Still, the labels will contain little new information. "Many of these warnings have already been in the labeling but, on the advice of our advisors, we are consolidating these warnings and making them more prominent in the labeling to make sure physicians get the message that they should be watching patients very closely for any behavioral changes," Katz said.
One new addition relates to bipolar disorder. Regulators are concerned that some patients presenting with depression might actually be in the beginning phases of bipolar disorder, which is marked by phases of depression alternating with periods of mania. "It's not proven, but treatment of depression may trigger a manic attack, and that's very dangerous," Katz said.
The FDA does not have the authority to require manufacturers to change their language. Nevertheless, officials are obviously hoping the cachet of the office will persuade manufacturers to see their point of view. All the manufacturers were sent changes in identical language. "We would hope that they would adopt the language intact," Katz said.

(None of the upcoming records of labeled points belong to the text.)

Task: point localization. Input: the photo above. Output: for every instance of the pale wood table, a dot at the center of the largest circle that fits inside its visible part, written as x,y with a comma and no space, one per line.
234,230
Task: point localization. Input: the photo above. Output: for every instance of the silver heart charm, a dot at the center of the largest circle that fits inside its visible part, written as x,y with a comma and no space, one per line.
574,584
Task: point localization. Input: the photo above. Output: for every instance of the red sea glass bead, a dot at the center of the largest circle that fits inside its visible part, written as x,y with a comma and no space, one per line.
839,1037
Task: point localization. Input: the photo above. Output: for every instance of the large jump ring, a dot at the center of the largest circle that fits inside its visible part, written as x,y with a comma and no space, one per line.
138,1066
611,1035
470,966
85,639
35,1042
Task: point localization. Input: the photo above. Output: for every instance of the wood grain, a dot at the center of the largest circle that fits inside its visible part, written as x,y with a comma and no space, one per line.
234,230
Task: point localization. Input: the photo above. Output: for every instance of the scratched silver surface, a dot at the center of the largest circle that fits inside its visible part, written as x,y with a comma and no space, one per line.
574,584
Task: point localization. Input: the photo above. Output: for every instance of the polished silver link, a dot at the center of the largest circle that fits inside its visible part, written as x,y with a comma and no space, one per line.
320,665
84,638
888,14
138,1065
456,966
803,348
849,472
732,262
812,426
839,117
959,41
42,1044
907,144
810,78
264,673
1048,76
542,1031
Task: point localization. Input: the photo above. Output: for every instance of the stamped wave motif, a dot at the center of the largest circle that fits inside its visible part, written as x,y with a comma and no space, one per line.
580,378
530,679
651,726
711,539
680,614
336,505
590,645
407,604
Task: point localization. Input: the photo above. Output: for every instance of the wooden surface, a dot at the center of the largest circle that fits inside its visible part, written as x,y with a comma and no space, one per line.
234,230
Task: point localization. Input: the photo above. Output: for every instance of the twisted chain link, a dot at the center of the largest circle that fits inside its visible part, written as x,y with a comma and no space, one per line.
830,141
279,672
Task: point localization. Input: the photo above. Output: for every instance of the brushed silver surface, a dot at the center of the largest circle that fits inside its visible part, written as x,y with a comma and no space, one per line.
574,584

By the FDA's own admission, this action is not likely to be the final word on the subject. Existing science on the topic is imperfect, and the agency has enlisted the help of Columbia University to review existing research. "Columbia is looking at all reports and trying to classify them sensibly as to whether they are suicidal thinking or not," said Dr. Robert Temple, director of medical policy at CDER. "It's not a new study, but they're helping us interpret what the results of previous studies say."
Katz added the FDA was planning to go back to the advisory committee in September to present the final analyses. "We don't know if the analyses will settle the question, but we do believe that they will tell us as much as the data currently in hand call tell us. They will be as definitive as they can be."
This does not obviate the fact that studies in children are far fewer in number than those in adults. "There's something in particular we're very worried about but what we don't know what to do with is a child who is seriously depressed," Temple said. "Depression has its own liabilities and is, in some ways, a fatal illness. We wish we had enough data to see if the long-term benefits [of antidepressants] outweigh the risk, but most of the studies weren't able to show a clear benefit. That doesn't mean that these drugs aren't useful or important in some people."
Dr. Marvin Lipkowitz, chairman of psychiatry at Maimonides Medical Center in New York City, favors the recommendations. "The newer drugs have been a boon in the treatment of depression," he said. "However, the advertisements and the way people think about the drugs makes them sound as if they are sort of like aspirin for headache. This is an error."
Many people now go to their primary-care physicians to get antidepressants, he said. "There is the potential that there will be an increase in the suicide rate. I don't think it's going to be a great increase, but any suicide is a great tragedy."